Bei der Auswertung medizinischer Berichte stieß Hart auf eine Gemeinsamkeit vieler Arzneipflanzen: Knapp 80 Prozent der untersuchten Wirkstoffe stammten aus Pflanzen, die einen bitteren Geschmack haben. Hart glaubt, genau diese Eigenschaft könnte den Siegeszug der pflanzlichen Medizin eingeleitet haben. Tiere mit einer Vorliebe für bitteren Geschmack nahmen demnach häufiger schmerzlindernde oder andere wohltuende Wirkstoffe zu sich.

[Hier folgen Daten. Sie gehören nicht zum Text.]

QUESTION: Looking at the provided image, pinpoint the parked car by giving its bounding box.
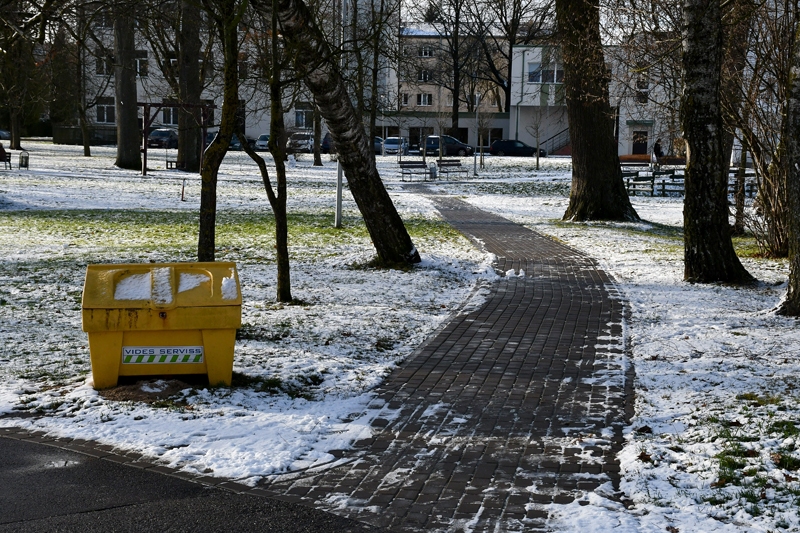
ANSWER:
[383,137,408,155]
[206,131,256,150]
[147,128,178,148]
[319,132,336,154]
[489,139,547,157]
[286,131,314,154]
[425,135,475,156]
[256,133,269,152]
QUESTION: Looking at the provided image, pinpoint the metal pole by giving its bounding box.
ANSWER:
[333,162,343,228]
[333,0,345,228]
[472,92,481,176]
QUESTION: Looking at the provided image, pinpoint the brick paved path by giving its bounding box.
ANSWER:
[263,196,632,531]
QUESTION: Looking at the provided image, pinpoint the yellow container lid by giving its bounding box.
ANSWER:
[82,262,242,309]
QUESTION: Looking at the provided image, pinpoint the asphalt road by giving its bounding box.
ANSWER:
[0,437,380,533]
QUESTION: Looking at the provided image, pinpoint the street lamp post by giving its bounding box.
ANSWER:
[472,93,481,176]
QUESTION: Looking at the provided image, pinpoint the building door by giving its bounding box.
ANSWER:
[631,131,647,154]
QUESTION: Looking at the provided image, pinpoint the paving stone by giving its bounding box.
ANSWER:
[262,195,633,532]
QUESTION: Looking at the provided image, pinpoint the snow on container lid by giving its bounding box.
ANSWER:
[83,262,242,309]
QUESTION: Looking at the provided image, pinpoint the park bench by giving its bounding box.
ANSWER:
[399,161,431,181]
[653,169,685,196]
[436,159,469,176]
[622,172,655,196]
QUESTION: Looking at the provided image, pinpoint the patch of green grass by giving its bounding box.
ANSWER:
[771,453,800,471]
[732,235,763,258]
[736,392,781,407]
[231,372,325,401]
[768,420,800,438]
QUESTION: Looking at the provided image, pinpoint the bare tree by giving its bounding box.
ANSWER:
[268,0,420,264]
[197,0,245,261]
[468,0,555,113]
[556,0,639,220]
[778,23,800,317]
[114,4,142,170]
[681,0,753,283]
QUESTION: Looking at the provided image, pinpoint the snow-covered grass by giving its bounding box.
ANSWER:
[0,142,800,532]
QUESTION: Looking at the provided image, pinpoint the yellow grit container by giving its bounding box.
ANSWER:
[82,263,242,389]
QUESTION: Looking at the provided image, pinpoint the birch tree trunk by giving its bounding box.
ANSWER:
[778,28,800,317]
[270,0,420,264]
[114,7,142,170]
[681,0,753,283]
[197,0,242,261]
[556,0,639,221]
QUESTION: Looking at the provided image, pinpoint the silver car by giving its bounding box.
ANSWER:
[256,133,269,152]
[383,137,408,155]
[286,132,314,154]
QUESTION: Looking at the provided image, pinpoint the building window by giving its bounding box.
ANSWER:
[97,97,116,124]
[636,79,650,104]
[94,9,114,29]
[294,102,314,130]
[95,50,114,76]
[417,44,433,57]
[202,100,216,128]
[162,52,180,79]
[239,54,248,80]
[161,100,178,126]
[136,50,148,78]
[528,63,564,83]
[528,63,542,83]
[542,63,564,83]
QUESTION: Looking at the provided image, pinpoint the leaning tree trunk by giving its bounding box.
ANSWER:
[197,0,241,261]
[556,0,639,220]
[114,8,142,170]
[681,0,753,283]
[277,0,420,264]
[778,25,800,317]
[178,0,203,172]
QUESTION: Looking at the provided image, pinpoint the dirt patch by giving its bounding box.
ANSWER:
[99,379,192,403]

So waren sie in Zeiten von Krankheiten gesünder und konnten sich besser um ihren Nachwuchs kümmern. Im Lauf der Zeit setzte sich dadurch die Vorliebe für Bitteres immer mehr durch ? und damit auch der Gebrauch der Heilpflanzen.
Viele pflanzliche Wirkstoffe in Medikamenten haben sich nur durchgesetzt, weil sie bitter schmecken. Diese Theorie vertritt der amerikanische Forscher Ben Hart von der Universität von Kalifornien in Davis und verweist darauf, dass selbst Tiere bittere Pflanzen als Heilmittel einsetzen. Seiner Meinung nach hatten Tiere mit einer Vorliebe für Bitteres im Lauf der Evolution einen Vorteil gegenüber anderen, da viele bitter schmeckende Pflanzen Wirkstoffe enthalten, die beispielsweise Schmerzen lindern. Aus dieser Vorliebe wurde im Lauf der Zeit dann die weitverbreitete Tradition, pflanzliche Arzneimittel einzunehmen. Über die Theorie berichtet der Online-Dienst der Fachzeitschrift “Nature”.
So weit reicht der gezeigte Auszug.